Pour illogique que soit cette organisation - l'archimandrite Grégoire Papathomas suggérait dans son livre en français sur l'Église de Grèce de rétablir en Grèce l'organisation traditionnelle, le titre de métropolite devant être réservé au primat d'une province ecclésiastique avec des évêques suffragants, et non plus attribué à tous les évêques diocésains -, elle n'a pas pour autant introduit en Grèce, depuis 1922, ni la réforme grégorienne, ni l'ecclésiologie catholique romaine, ni rien de tout cela...
Je crois qu'il n'y a qu'en Roumanie qu'on a intégralement conservé une organisation en provinces ecclésiastiques, le titre de métropolite étant réservé au primat de la province. Ce qui peut créer une confusion pour les lecteurs francophones, c'est que dans l'Église orthodoxe de Roumanie, le titre d'archevêque est purement honorifique, et est attribué à des évêques diocésains, tandis que seul le titre de métropolite correspond à la présidence d'un synode provincial. C'est ainsi que l'archevêque d'Alba Iulia est un simple évêque diocésain suffragant du métropolite de Cluj.
Cela étant dit, en Roumanie aussi il y a beaucoup d'évêques auxiliaires, mais je ne vois pas en quoi ce statut est d'une canonicité douteuse: il s'agit, à ma connaissance, de la continuation de l'institution très ancienne des chorévêques. Cette institution a sans doute créé beaucoup de problèmes dans le passé, et elle a été abolie dans l'Église des Gaules à l'époque de saint Angobard de Lyon, dans des circonstances sur lesquelles je reviendrai peut-être. Toutefois, je ne vois pas en quoi la décision prise par l'Église des Gaules aurait dû être normative pour toutes les autres Églises orthodoxes locales. Nous ne devons pas non plus tomber à notre tour dans l'ethnocentrisme et reprocher aux Églises orthodoxes locales des Balkans ou du Moyen-Orient de garder des institutions abolies à cette époque dans les Gaules. Il semble d'ailleurs que l'Église orthodoxe locale d'Angleterre a conservé cette institution jusqu'à la conquête normande de 1066.

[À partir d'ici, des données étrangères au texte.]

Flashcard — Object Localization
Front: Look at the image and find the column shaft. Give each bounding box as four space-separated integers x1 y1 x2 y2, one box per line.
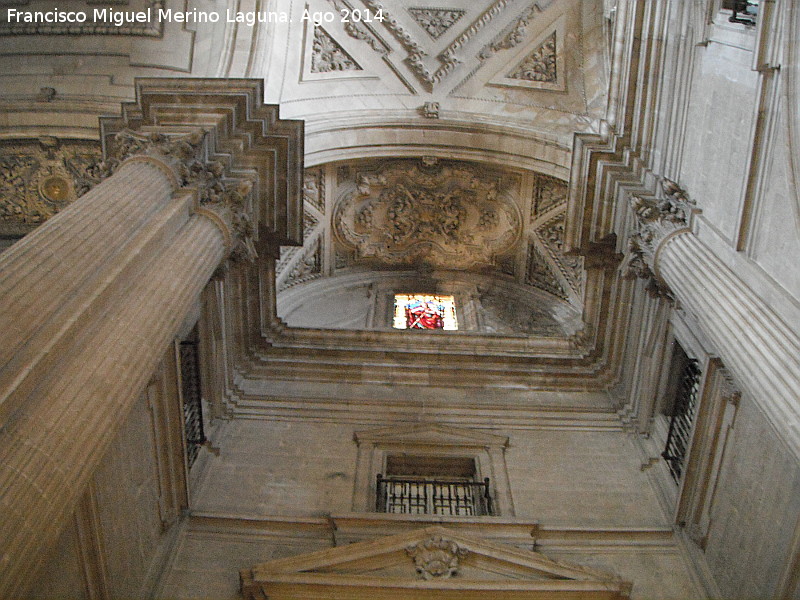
658 233 800 455
0 160 176 422
0 79 303 597
0 212 226 596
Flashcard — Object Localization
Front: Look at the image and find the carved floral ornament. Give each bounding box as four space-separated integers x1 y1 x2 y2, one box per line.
0 138 101 224
333 160 522 269
507 31 557 83
407 7 466 40
311 26 362 73
621 178 697 300
406 536 469 580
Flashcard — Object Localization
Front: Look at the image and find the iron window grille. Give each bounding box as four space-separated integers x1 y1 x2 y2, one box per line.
662 359 702 484
376 474 494 516
179 339 205 468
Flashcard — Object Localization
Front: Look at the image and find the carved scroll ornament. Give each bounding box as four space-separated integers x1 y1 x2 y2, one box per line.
0 138 100 224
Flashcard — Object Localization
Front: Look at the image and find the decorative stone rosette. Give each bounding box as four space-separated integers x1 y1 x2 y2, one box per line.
334 160 521 269
406 536 469 580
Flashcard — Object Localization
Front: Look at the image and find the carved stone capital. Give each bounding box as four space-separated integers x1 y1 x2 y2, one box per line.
97 79 304 246
95 130 259 261
622 178 697 300
194 177 258 262
620 235 674 300
101 129 208 189
406 536 469 580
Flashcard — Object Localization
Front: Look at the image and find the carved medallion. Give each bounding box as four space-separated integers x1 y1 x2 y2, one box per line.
334 160 521 269
406 536 469 580
38 175 71 202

Et je rappelle qu'à l'époque de saint Angobard, l'Église des Gaules n'a pas condamné la canonicité de l'institution, mais simplement décidé qu'on n'ordonnerait plus de chorévêques à cause des problèmes pratiques que cela créait.
En dehors de l'Orthodoxie, on notera que l'Église copte a rétabli dans les années 1960 l'institution des chorévêques qu'elle avait abolie plusieurs siècles auparavant. Cela laisse supposer que cette dignité peut parfois être utile sur le plan pastoral.